隠居たるもの、慣れない土地で滲み出る「未踏の度量」を持っていたい。とりわけ海の向こうを旅すると、ドメスティックな「おごり」はいともたやすく崩壊する。2017年5月のヴェネツィアでの1週間について、すでにこの徒然なる省察に記しているが、水の都から急行列車に揺られること片道2時間、一泊二日の小旅行で、実はフィレンツェにも足を伸ばしていたのだ。今朝、つけっぱなしのTVに映る彼の地を目にし、つれあいと二人だけで赴いた34時間を想い出した。
「自由でいたいんだよ」
インターネットで予約され決済も済んでいることを記すホームページをブリントアウトしたA4の普通紙、それが切符。ヴェネツィア・サンタ・ルチア駅にもフィレンツェ・サンタ・マリア・ノヴェッラ駅にも改札はなく、目的の列車を探して勝手に乗り込んで、動き出したらやって来る車掌にそれを見せる。エンポリオアルマーニのド派手なメガネをかけた髭面の車掌に度肝を抜かれ、つれあいと笑いを噛み殺しながら旅情にひたる。
Buca Mario dal 1886
Bucaとは「穴ぐら」という意だそうだ。ガイドブックで調べると、路地に面した階段を下る半地下のような店構えで、トスカーナの伝統的な料理が味わえる店だという。ホテルからも近い。せっかくフィレンツェで1回だけの夕食だもの、こんなレストランで土地のものを食べてみたい。しかし、フォーリンランゲージが心もとない私たちには予約する度胸がない。飛び込んでみたら、幸いにも1卓だけ空いていた。
I am same, peace.
ワイン担当のウェイターがやって来て、リストを渡された。わかるような振りして、適当そうなものを指し「This one, please」と微笑みかける。すると彼は、
「No,No,No」と右手人差し指を左右に振る。
さては、アジアから来た観光客に高いワインを押しつけようという魂胆だな。諍う気力もないから、適当にやり過ごそうといくらか高いものを選び直して、「This one, please」と再び微笑みかける。
「No,No,No」と、またしても右手人差し指を左右に振る。
もっと高価なものにしろというのか、この野郎なめやがって…。ワインリストを彼に渡し、「Which one is it?」と訊いてみる。彼は、私が最初に指差したのと同じような値段のトスカーナのワインを示し、「これにしたらどうだ」と勧めてくれた。「この土地のものだし、熟成されてて、こっちの方がいいぜ」ということだった。美味しかった。いい人だ。
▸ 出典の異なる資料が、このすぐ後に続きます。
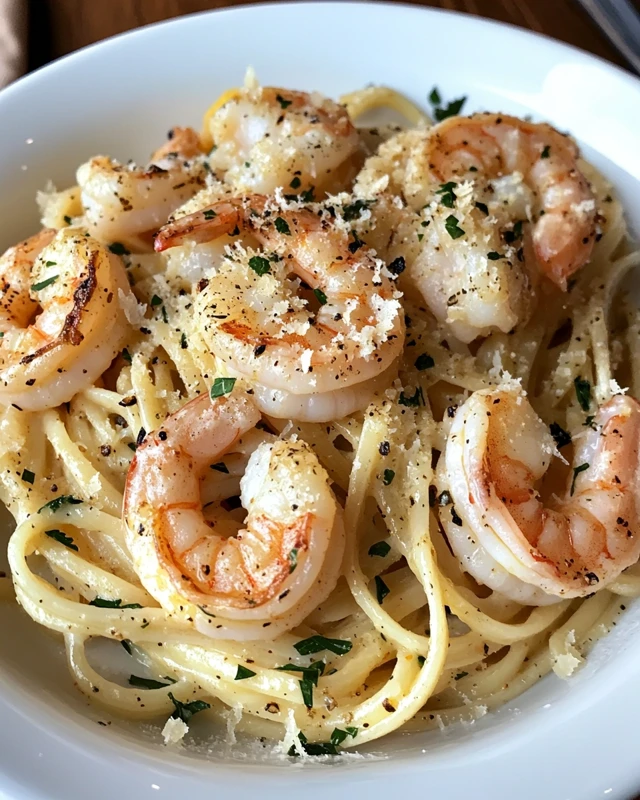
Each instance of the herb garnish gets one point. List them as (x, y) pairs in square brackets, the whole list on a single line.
[(583, 393), (61, 537), (282, 226), (317, 643), (243, 673), (387, 476), (55, 504), (448, 197), (259, 265), (43, 284), (380, 549), (185, 711), (450, 110), (101, 602), (222, 386), (382, 590), (452, 227)]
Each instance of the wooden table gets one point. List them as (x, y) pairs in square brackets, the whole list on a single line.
[(61, 26)]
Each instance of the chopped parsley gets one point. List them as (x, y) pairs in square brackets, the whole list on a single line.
[(243, 673), (282, 226), (259, 265), (382, 590), (353, 210), (441, 112), (380, 549), (54, 505), (576, 472), (118, 249), (583, 393), (185, 711), (424, 361), (101, 602), (320, 296), (147, 683), (61, 537), (36, 287), (397, 266), (448, 196), (561, 437), (222, 386), (317, 643), (452, 227), (283, 103)]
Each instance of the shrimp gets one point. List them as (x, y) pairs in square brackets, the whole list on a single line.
[(123, 202), (504, 536), (494, 204), (307, 366), (249, 583), (60, 319), (269, 137)]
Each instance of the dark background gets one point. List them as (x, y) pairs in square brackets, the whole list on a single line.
[(58, 27)]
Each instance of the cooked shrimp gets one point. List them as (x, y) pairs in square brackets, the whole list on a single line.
[(309, 366), (124, 202), (498, 202), (504, 536), (268, 137), (60, 317), (249, 583)]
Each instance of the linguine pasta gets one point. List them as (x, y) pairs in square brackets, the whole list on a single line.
[(407, 640)]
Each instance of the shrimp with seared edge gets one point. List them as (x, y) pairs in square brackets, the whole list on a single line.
[(60, 317), (255, 318), (265, 137), (494, 204), (504, 536), (232, 582), (127, 204)]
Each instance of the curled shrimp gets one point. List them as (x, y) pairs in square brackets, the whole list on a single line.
[(60, 317), (494, 204), (123, 203), (498, 526), (268, 137), (303, 365), (232, 582)]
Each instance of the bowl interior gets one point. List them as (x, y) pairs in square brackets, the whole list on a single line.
[(121, 97)]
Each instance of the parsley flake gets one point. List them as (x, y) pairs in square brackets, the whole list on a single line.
[(222, 386)]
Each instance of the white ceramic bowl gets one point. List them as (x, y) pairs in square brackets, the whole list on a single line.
[(574, 739)]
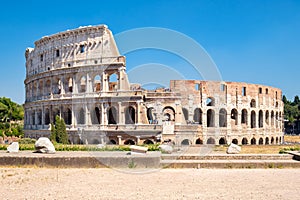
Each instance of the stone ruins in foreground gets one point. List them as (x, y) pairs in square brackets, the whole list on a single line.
[(70, 74)]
フィレンツェといえば肉なんだそうだ。季節だったポルチーニ茸と、名物とされているトリッパ、ビステッカ(牛の炭火焼)を注文する。美味しいに決まってる。料理担当のウェイターは加藤茶のような愛嬌あるおじさんだった。食べ終えて、すっかり満ち足りた私たちのテーブルに、「デザートはどうだ?」とまたやって来る。
「Which is boss?」
コーヒーを給仕しながら、加トちゃんはニコニコしながら訊いてきた。少しおどけて私は答える。
「Of course, My wife.」
加トちゃんは満面の笑みでウインクした。
「I am same, Peace.」
「うちもそうだよ。その方が円満でいいよな。」ってわけだ。この店の人たちは、みんな誇り高く働いている一方で、とても人間味にあふれていた。
ミケランジェロとダ・ヴィンチとボッティチェッリ
メディチ家と芸術家の威光に満ちたルネッサンスの震源地。この旅を前にして、ダンテ「神曲」も今度こそと最後まで読み通した。おびただしい数の実物を前にして、感嘆の言葉しか出ない。素人の私がくどくど言うべきことでもない。ただ、こんな都が他にないのは確かで、フィレンツェを軸にもう一度イタリア旅行をしたいと思っている。その時も、あの車掌に検札して欲しい。その日に備えて、Eテレ「旅するイタリア語」を毎週欠かさずに見ているんだ。
ドメスティックな「おごり」で世界を不安定にする愚か者ばかりの今日、あの笑顔が忘れられない。私だってあなたと同じだ、そこに立ち返れば、とりあえずは平和なのに。ああ、もうすぐ隠居の身。I am same, Peace.